|On the Way
Mr. Okafor wore the shoes he bought as a student in
the U.S. in the sixties. They were sturdy, comfortable
enough to wear for the work he did—standing long hours
in the sun before the Pensions Office. He said goodbye
to his wife, who responded weakly from the bed.
He got into the 1980's model Mercedes. He would have
to take the bus tomorrow because he could no longer
afford petrol. Black market prices had gone up and he
could not wait in the queue at the Texaco station, the
only one that sold at regular prices. The queue was as
long as the distance from Enugu to Ngwo and it began at
He drove along the highway to Awka, his mind
wandering. The governor had been on the news last
night, promising that pensioners would be paid. He
needed the money, he thought, listening to the noises
his car made over the potholes. His shock absorber was
bad, his wife’s hypertension pills had run out, food
prices were going up, the rent was due. Something good
needed to happen today.
His mind filled with worries, he did not see other cars
turning back and driving on the wrong side of the road,
as if in panic. When he noticed, it was too late. An old
Peugeot filled with young men pulled alongside him, and
the driver hollered menacingly, a gun in his hand, “Stop!
Stop! Park your car!”
Mr. Okafor did not think to disobey. His heart in his
mouth, he pulled over. Three young men dressed in
black approached, guns pointing at him. They jumped
into his car.
“Oya, Papa drive,” they ordered. “As fast as you can.”
“Please....” he muttered. He was old, seventy, he wanted
to say, but he did not want to die. His only son, who
bought him the Mercedes, died in an accident last
Christmas. His wife was ill. He had no money, not even
two thousand naira. The government had not paid
pensions for two years. “Please, I don’t have any
money,” he begged, his eyes on the road. Don’t look at
them, he told himself—they kill people who can describe
them to the police.
“Who wants your money?” the young man sitting beside
him sneered. “Our car was running out of fuel.” That
explained why they stopped his old jalopy, Mr. Okafor
thought. But it did not assuage his fear.
“Okey should have gone to buy fuel yesterday,” one of
the two in back complained.
“Shut up,” said the one in front, authority in his voice.
He must be the leader, Mr.
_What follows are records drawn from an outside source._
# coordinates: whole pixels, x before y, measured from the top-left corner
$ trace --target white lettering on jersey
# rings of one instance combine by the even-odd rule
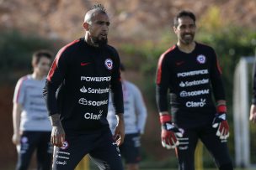
[[[187,101],[186,102],[186,106],[187,107],[203,107],[205,105],[206,105],[206,100],[205,99],[201,99],[200,101]]]
[[[178,73],[177,77],[187,77],[187,76],[194,76],[194,75],[206,75],[208,73],[209,73],[208,70],[195,70],[195,71]]]
[[[105,89],[93,89],[93,88],[88,88],[86,89],[84,86],[80,89],[80,91],[82,93],[93,93],[93,94],[103,94],[103,93],[109,93],[109,88],[105,88]]]
[[[193,85],[203,85],[203,84],[207,84],[207,83],[209,83],[209,79],[203,79],[203,80],[200,80],[185,81],[185,82],[181,81],[179,83],[179,86],[180,87],[189,87],[189,86],[193,86]]]
[[[84,105],[84,106],[99,106],[102,105],[107,105],[108,100],[101,100],[101,101],[92,101],[92,100],[87,100],[84,98],[81,98],[81,99],[79,99],[78,103],[80,105]]]
[[[205,94],[209,94],[209,89],[200,90],[197,91],[181,91],[179,96],[189,97],[189,96],[195,96],[195,95],[205,95]]]
[[[91,120],[99,120],[101,118],[103,111],[99,111],[99,114],[93,114],[93,113],[85,113],[84,114],[84,118],[85,119],[91,119]]]
[[[110,81],[111,76],[108,77],[85,77],[81,76],[81,81],[86,80],[86,81]]]

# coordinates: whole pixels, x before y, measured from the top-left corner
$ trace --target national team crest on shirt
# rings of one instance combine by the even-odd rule
[[[111,70],[113,69],[113,61],[110,59],[106,59],[105,66],[108,70]]]
[[[206,61],[206,57],[203,54],[200,54],[196,57],[196,60],[200,63],[200,64],[205,64]]]
[[[67,147],[68,147],[68,142],[67,141],[65,141],[63,142],[62,147],[61,147],[61,149],[65,150],[65,149],[67,149]]]

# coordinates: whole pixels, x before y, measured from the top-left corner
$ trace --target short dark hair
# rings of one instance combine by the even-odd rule
[[[122,64],[122,63],[120,63],[120,70],[125,71],[125,67],[124,64]]]
[[[32,64],[37,64],[42,57],[45,57],[51,60],[52,54],[51,52],[45,49],[35,51],[32,55]]]
[[[90,23],[93,20],[93,18],[95,16],[95,14],[101,13],[101,14],[106,14],[107,12],[104,8],[104,7],[100,3],[96,3],[93,5],[89,11],[88,11],[85,13],[84,16],[84,23]]]
[[[191,19],[193,19],[195,24],[195,15],[190,12],[190,11],[187,11],[187,10],[182,10],[180,11],[175,17],[174,17],[174,19],[173,19],[173,26],[174,27],[177,27],[178,26],[178,19],[179,18],[182,18],[182,17],[189,17]]]

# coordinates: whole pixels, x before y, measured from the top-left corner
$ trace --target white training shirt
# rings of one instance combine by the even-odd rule
[[[139,89],[132,83],[126,80],[122,81],[124,96],[124,120],[125,133],[144,133],[147,119],[147,109]],[[114,133],[117,120],[113,106],[111,95],[109,96],[109,111],[107,119],[112,133]]]
[[[42,90],[45,78],[35,80],[32,75],[20,78],[16,85],[13,103],[22,106],[21,131],[51,131]]]

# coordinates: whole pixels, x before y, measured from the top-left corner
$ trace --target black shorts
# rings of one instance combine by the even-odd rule
[[[139,133],[127,134],[124,143],[120,147],[122,157],[126,163],[137,163],[141,161],[141,136]]]
[[[182,128],[181,126],[179,127]],[[232,163],[227,140],[221,140],[216,135],[216,129],[213,128],[211,124],[184,129],[184,136],[182,138],[179,138],[179,145],[176,148],[179,170],[195,169],[195,150],[199,139],[210,152],[218,167],[221,165]]]
[[[74,169],[89,154],[100,170],[122,170],[121,156],[109,128],[88,134],[66,133],[61,147],[55,147],[53,170]]]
Okafor decided. “We do not
kill private people,” he continued condescendingly to Mr.
Okafor. “We are only looking for government money.”
Like Robin Hood, a voice in Mr. Okafor’s head said. Did
that mean he could trust them?
He drove, his heart thumping, his hands trembling on the
steering wheel. Kapu! Kapu! Their young, sinewy hands
were out the window, shooting into the air fearlessly as
if death itself should fear them.
“Faster!” they shouted at him. He drove faster. He did
not say that his wife called him the slowest driver on
earth. He did not tell them, like he always told his wife,
that there was no hurry in life. Not when they were
chasing after the black, bank van racing ahead of them,
shooting at it until a bullet entered its tire and forced it
They ordered him to park, and they got out. For a
moment he sat in the car, watching them approach the
van, still shooting. Then he came to himself. He ran out
of his car and into the bush. There he watched from
behind a tree. The van had caught fire, the money was
burning. They circled the burning van, looking for a way
to retrieve the loot, crying: “Our money! God please
save our money! Please God, our money is burning!”
Their desperate prayers went unanswered, the flames
rising to heaven.
When he lay down beside his wife that night, listening to
her groaning, tossing, and turning, he thanked God for
answering his own prayer to live to work another day—
even if that work consisted only in waiting under the hot
sun for long overdue pension payments.
Cheluchi Onyemelukwe is currently a
doctoral candidate in law at Dalhousie
University. Her work has appeared in several
journals, including African Writing, Farafina,
and The Danforth Review.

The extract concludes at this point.